Vedanta: Seven Steps to Samadhi
Vedanta: Seven Steps to Samadhi
Towards the Truth
11 January 1974 pm in Mt. Abu, Rajasthan, India
AUM, MAY MY SPEECH BE ROOTED IN MY MIND,
AND MY MIND ROOTED IN MY SPEECH.
O SELF-ILLUMINED BRAHMAN, BE MANIFEST UNTO ME.
SPEECH AND MIND FORM THE BASIS OF MY KNOWLEDGE,
SO PLEASE DO NOT UNDO MY PURSUIT OF KNOWLEDGE.
DAY AND NIGHT I SPEND IN THIS PURSUIT.
I SHALL SPEAK THE LAW; I SHALL SPEAK THE TRUTH.
MAY BRAHMAN PROTECT ME;
MAY HE PROTECT THE SPEAKER, PROTECT THE SPEAKER.
AUM, SHANTI, SHANTI, SHANTI.
The ultimate truth is not far away, it is not distant. It is near you, close, closer than you are to
yourself, but still you go on missing it, and you have been missing it for millions of lives. This
continuous missing has become a habit. Unless this habit is broken, the closest remains the mostdistant; unless this habit is transcended, God, truth, or whatsoever we may call it, remains just a
myth, a theory, a doctrine, a belief, but not an experience.
And unless the divine is your experience, the belief is futile. It is not going to help you; on the
contrary it may hinder you, because just by believing in it you deceive yourself that somehow you
have known it. The belief becomes the deception. It doesn’t become an opening, it closes you.

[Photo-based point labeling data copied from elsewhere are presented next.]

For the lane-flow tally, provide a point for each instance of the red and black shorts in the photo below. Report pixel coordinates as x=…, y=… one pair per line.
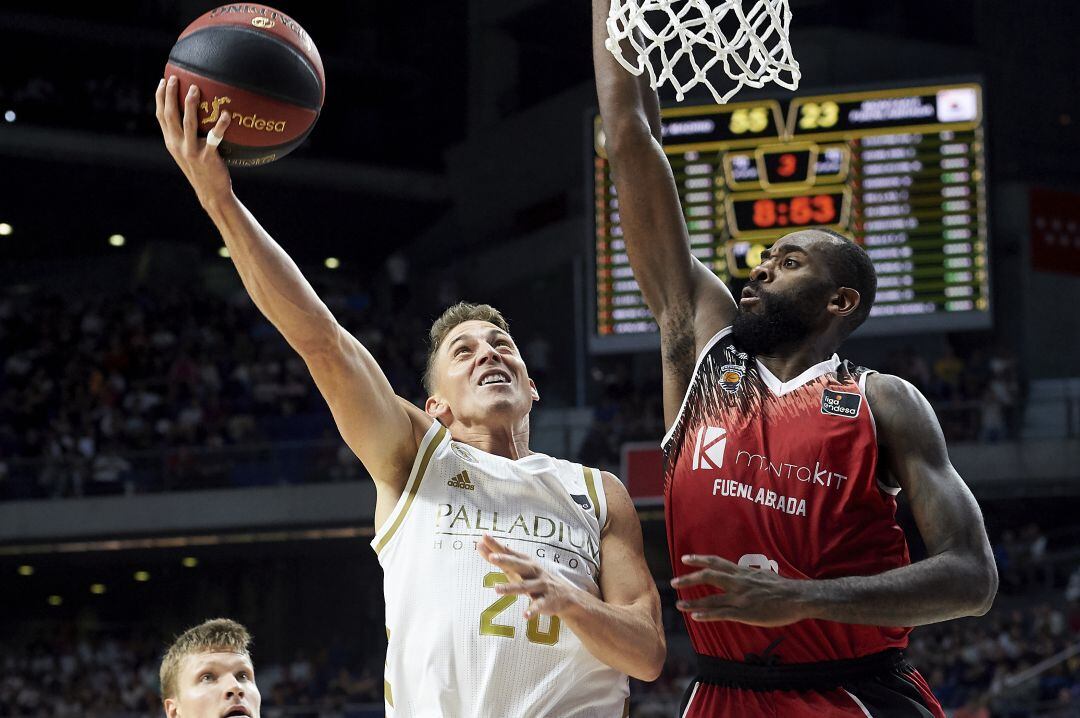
x=878, y=686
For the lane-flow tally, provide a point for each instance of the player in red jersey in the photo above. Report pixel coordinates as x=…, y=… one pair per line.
x=783, y=462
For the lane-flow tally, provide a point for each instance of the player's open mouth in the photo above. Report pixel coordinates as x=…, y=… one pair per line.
x=495, y=378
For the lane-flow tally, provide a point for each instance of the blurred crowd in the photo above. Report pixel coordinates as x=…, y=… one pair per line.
x=977, y=395
x=118, y=393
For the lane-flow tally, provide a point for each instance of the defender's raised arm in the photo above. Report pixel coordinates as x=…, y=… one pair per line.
x=373, y=420
x=689, y=302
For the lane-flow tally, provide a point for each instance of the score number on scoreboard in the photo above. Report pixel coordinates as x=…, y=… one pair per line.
x=902, y=172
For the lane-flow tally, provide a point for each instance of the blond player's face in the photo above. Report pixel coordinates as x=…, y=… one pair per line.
x=482, y=375
x=215, y=686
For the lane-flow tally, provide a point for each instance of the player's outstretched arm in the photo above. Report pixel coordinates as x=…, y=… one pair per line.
x=377, y=424
x=689, y=302
x=623, y=627
x=958, y=579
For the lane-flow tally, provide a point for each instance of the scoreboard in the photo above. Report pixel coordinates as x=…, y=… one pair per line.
x=902, y=172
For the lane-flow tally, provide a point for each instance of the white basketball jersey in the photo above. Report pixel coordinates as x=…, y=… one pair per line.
x=456, y=648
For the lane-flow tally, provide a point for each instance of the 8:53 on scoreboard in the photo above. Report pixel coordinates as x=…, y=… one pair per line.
x=900, y=171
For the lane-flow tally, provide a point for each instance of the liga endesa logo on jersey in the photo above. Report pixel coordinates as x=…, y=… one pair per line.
x=709, y=448
x=840, y=404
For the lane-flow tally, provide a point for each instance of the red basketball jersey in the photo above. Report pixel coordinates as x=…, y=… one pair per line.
x=780, y=476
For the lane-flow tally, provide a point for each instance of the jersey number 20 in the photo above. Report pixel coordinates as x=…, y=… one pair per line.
x=532, y=632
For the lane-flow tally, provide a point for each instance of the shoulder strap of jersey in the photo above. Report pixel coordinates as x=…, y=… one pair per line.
x=594, y=488
x=693, y=380
x=434, y=436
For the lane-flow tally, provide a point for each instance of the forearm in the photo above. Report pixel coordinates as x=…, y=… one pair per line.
x=628, y=103
x=271, y=278
x=946, y=586
x=629, y=638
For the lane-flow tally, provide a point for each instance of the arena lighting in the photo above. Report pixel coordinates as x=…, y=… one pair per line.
x=186, y=541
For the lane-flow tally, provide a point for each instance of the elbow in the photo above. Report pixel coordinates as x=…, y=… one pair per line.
x=985, y=587
x=316, y=338
x=628, y=136
x=652, y=664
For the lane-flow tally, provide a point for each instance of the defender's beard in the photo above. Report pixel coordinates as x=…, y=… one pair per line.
x=779, y=321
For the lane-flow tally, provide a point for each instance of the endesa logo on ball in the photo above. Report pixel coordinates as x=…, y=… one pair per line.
x=251, y=121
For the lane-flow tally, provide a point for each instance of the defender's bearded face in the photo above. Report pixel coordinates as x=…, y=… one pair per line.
x=778, y=319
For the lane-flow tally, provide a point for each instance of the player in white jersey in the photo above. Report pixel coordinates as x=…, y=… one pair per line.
x=462, y=640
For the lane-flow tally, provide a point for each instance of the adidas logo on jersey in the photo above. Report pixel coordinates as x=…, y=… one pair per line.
x=461, y=482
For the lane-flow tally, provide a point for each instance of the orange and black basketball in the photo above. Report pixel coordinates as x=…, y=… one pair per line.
x=259, y=65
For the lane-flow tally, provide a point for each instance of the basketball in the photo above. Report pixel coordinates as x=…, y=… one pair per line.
x=258, y=64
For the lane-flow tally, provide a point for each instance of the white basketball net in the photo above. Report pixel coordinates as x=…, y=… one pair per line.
x=752, y=46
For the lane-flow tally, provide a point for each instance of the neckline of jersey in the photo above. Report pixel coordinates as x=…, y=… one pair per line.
x=534, y=455
x=780, y=388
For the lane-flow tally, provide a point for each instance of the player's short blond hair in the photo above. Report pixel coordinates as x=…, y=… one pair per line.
x=457, y=314
x=213, y=636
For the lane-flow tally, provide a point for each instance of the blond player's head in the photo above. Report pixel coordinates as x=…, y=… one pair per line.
x=475, y=374
x=207, y=673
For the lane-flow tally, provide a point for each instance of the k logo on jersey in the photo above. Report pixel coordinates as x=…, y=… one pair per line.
x=709, y=449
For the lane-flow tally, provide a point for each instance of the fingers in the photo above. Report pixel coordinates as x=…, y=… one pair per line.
x=709, y=561
x=703, y=578
x=191, y=116
x=523, y=567
x=159, y=104
x=221, y=124
x=172, y=113
x=531, y=587
x=711, y=608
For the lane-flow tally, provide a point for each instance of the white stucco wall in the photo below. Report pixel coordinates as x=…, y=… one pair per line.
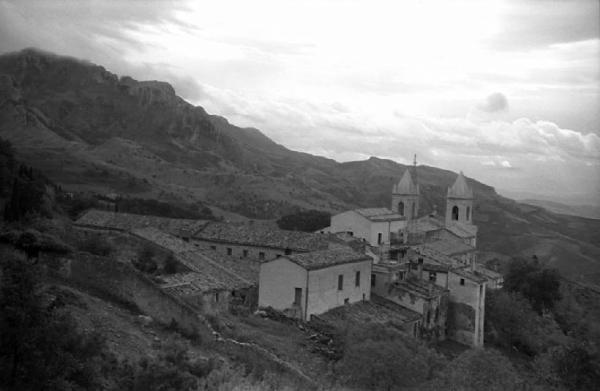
x=237, y=250
x=364, y=228
x=277, y=282
x=473, y=295
x=351, y=221
x=323, y=286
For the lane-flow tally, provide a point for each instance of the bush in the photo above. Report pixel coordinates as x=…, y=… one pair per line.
x=539, y=285
x=171, y=265
x=478, y=369
x=380, y=358
x=40, y=345
x=96, y=245
x=145, y=260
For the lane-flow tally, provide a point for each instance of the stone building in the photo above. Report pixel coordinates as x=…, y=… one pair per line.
x=258, y=241
x=302, y=285
x=374, y=225
x=442, y=249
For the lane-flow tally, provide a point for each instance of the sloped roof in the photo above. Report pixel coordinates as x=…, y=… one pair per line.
x=490, y=274
x=406, y=186
x=425, y=224
x=463, y=230
x=449, y=247
x=469, y=274
x=128, y=221
x=419, y=287
x=261, y=235
x=210, y=268
x=326, y=258
x=379, y=214
x=460, y=188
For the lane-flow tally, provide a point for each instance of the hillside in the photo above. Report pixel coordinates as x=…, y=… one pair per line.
x=588, y=211
x=88, y=129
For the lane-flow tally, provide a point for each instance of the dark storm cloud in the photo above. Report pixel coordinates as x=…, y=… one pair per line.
x=495, y=102
x=532, y=24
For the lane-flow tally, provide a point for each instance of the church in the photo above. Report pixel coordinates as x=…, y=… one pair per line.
x=426, y=256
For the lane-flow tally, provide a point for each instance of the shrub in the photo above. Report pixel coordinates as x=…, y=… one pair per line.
x=96, y=245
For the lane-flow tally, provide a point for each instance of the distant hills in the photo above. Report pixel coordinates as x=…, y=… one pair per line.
x=588, y=211
x=90, y=130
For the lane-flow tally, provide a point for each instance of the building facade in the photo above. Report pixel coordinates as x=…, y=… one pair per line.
x=312, y=283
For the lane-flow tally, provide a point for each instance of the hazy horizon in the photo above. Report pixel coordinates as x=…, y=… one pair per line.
x=507, y=92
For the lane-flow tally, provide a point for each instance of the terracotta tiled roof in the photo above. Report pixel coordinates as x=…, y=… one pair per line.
x=378, y=310
x=449, y=247
x=379, y=214
x=490, y=274
x=406, y=186
x=261, y=235
x=208, y=266
x=128, y=221
x=469, y=274
x=419, y=287
x=463, y=230
x=325, y=258
x=460, y=188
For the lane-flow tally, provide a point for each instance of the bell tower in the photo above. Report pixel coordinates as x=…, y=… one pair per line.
x=405, y=194
x=459, y=202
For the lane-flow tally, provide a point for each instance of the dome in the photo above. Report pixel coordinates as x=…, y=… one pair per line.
x=460, y=188
x=406, y=185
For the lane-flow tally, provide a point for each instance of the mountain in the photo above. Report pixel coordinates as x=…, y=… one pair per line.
x=88, y=129
x=589, y=211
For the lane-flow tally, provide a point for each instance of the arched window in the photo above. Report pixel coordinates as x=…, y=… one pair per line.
x=455, y=213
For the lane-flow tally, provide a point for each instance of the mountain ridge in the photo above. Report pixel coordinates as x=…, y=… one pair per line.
x=91, y=130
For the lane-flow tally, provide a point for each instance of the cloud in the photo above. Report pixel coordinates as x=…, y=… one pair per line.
x=534, y=24
x=494, y=103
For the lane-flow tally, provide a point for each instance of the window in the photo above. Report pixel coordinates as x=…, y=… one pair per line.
x=297, y=296
x=455, y=213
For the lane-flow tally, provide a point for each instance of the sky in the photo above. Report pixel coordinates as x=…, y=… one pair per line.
x=507, y=91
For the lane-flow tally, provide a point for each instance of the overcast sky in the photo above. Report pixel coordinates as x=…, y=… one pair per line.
x=507, y=91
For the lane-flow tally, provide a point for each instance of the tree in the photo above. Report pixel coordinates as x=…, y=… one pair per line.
x=539, y=285
x=510, y=321
x=40, y=346
x=478, y=370
x=377, y=357
x=575, y=366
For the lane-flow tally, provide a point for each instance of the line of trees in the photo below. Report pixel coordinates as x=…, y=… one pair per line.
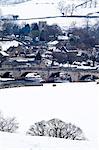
x=9, y=27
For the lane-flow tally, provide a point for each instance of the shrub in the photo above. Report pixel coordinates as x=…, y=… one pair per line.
x=56, y=128
x=8, y=124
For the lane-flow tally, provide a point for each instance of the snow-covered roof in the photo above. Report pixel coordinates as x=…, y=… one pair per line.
x=4, y=53
x=61, y=37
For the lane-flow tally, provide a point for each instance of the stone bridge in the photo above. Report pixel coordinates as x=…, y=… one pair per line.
x=46, y=72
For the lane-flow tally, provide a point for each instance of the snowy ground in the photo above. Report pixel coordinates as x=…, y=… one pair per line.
x=45, y=8
x=71, y=102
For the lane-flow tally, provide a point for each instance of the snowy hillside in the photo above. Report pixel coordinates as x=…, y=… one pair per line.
x=45, y=8
x=72, y=102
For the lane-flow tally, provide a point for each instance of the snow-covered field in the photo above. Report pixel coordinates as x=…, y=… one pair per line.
x=45, y=8
x=71, y=102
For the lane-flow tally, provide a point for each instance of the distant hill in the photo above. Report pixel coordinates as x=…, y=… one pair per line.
x=9, y=2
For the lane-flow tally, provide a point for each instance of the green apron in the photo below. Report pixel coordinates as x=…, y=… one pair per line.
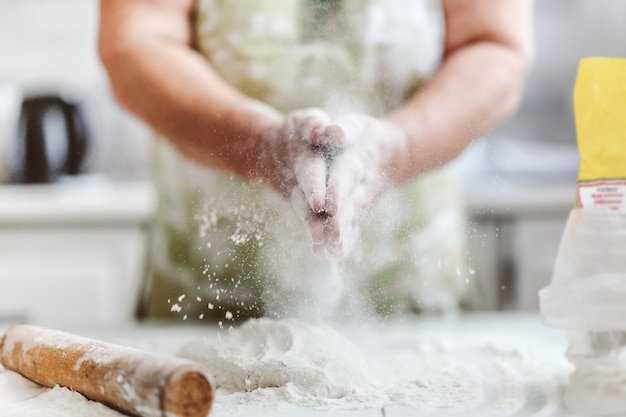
x=225, y=250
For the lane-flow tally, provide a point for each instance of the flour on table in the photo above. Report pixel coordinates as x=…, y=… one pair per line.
x=270, y=363
x=437, y=367
x=55, y=402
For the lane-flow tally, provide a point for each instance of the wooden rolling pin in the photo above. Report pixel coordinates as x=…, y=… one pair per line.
x=130, y=380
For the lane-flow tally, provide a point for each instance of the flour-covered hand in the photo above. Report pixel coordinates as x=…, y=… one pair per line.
x=359, y=149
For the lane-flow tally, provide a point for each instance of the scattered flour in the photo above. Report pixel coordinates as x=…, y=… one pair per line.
x=597, y=387
x=273, y=365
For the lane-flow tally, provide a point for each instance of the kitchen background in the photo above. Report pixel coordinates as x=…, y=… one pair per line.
x=80, y=246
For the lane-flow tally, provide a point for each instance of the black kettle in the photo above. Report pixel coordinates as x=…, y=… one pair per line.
x=52, y=140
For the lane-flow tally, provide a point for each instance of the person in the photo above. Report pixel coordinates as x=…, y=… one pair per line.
x=286, y=126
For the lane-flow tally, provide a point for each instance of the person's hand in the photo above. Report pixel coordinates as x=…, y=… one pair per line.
x=294, y=164
x=358, y=149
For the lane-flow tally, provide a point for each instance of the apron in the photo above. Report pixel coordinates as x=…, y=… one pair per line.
x=225, y=250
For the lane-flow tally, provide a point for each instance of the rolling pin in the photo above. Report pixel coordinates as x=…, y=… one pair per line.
x=130, y=380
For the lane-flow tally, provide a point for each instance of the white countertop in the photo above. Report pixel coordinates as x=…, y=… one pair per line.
x=77, y=200
x=519, y=361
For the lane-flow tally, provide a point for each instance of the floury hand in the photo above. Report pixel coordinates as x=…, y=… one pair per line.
x=357, y=150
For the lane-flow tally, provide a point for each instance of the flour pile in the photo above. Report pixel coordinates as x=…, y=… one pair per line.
x=484, y=367
x=274, y=363
x=304, y=360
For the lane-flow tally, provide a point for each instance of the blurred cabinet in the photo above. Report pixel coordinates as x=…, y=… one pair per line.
x=514, y=232
x=73, y=254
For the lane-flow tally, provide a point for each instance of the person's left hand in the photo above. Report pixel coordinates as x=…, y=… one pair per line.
x=358, y=149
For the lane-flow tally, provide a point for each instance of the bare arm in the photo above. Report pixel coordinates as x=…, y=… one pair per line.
x=487, y=54
x=155, y=73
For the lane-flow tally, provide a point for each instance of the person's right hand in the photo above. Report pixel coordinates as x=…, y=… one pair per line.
x=294, y=164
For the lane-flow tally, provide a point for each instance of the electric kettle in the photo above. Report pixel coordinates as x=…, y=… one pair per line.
x=52, y=140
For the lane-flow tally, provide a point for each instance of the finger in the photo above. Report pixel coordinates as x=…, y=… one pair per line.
x=345, y=131
x=306, y=124
x=346, y=173
x=310, y=170
x=313, y=226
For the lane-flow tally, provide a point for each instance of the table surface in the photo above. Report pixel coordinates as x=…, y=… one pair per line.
x=514, y=352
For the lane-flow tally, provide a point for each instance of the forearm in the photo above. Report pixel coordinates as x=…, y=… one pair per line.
x=476, y=88
x=158, y=77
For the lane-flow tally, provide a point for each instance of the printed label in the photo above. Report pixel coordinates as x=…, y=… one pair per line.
x=607, y=195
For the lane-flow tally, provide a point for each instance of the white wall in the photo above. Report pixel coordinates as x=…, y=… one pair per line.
x=50, y=46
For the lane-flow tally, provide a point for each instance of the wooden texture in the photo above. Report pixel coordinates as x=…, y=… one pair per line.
x=130, y=380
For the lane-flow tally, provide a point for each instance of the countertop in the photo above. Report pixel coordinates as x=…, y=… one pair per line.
x=518, y=362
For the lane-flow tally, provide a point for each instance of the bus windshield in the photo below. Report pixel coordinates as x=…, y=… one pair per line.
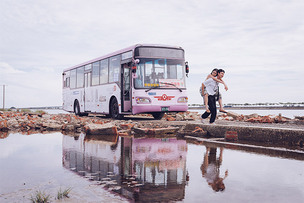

It makes you knowl-edgeable without knowing it; it gives you a feeling of knowledge without any
intimate experience of it.
Remember, untruth is not such a great hindrance as the belief in the truth. If you believe you stop
seeking; if you believe you have already taken it for granted. It cannot be so. You will have to pass
through a mutation; really you will have to die and be born again. Unless the seed that you are dies,
the new life cannot sprout out of it. Belief becomes a barrier; it gives you a false assurance that
you have known – but that is all you have got. Belief is just borrowed. A Buddha says something,
a Jesus says something, or a Mohammed, and then we go on following it, believing in it. This can
create such a situation within you that the distant will appear close and the closest will continue to
appear distant – it creates an illusory mind.
I have heard one Sufi story. Once it happened that a fish in the ocean heard somebody talking about
the ocean, and the fish heard for the first time that there exists something like the ocean. She started
to search, she started to ask and inquire, but nobody knew where the ocean was. She asked many
fish, great and small, known and unknown, famous and not so famous, but nobody was capable of
answering where the ocean is. They all said they have heard about it; they all said, ”Sometime in
the past our ancestors knew it – it is written in the scriptures.” And the ocean was all around! They
were in the ocean; they were talking, living in the ocean.
Sometimes it happens that the closest, the nearest, is so obvious that you can forget it. The nearest
is so near that you cannot look at it, because even to look at something a certain distance is needed,
space is needed. And there is no space between you and the divine; there is no space between the
fish and the ocean – no gap. The fish is part of the ocean, just like a wave; or the ocean is just the
infinite spread of the being of the fish. They are not two; they exist together, their being is joined
together. Their bodies may appear different but their inner spirit is one, it is unitary.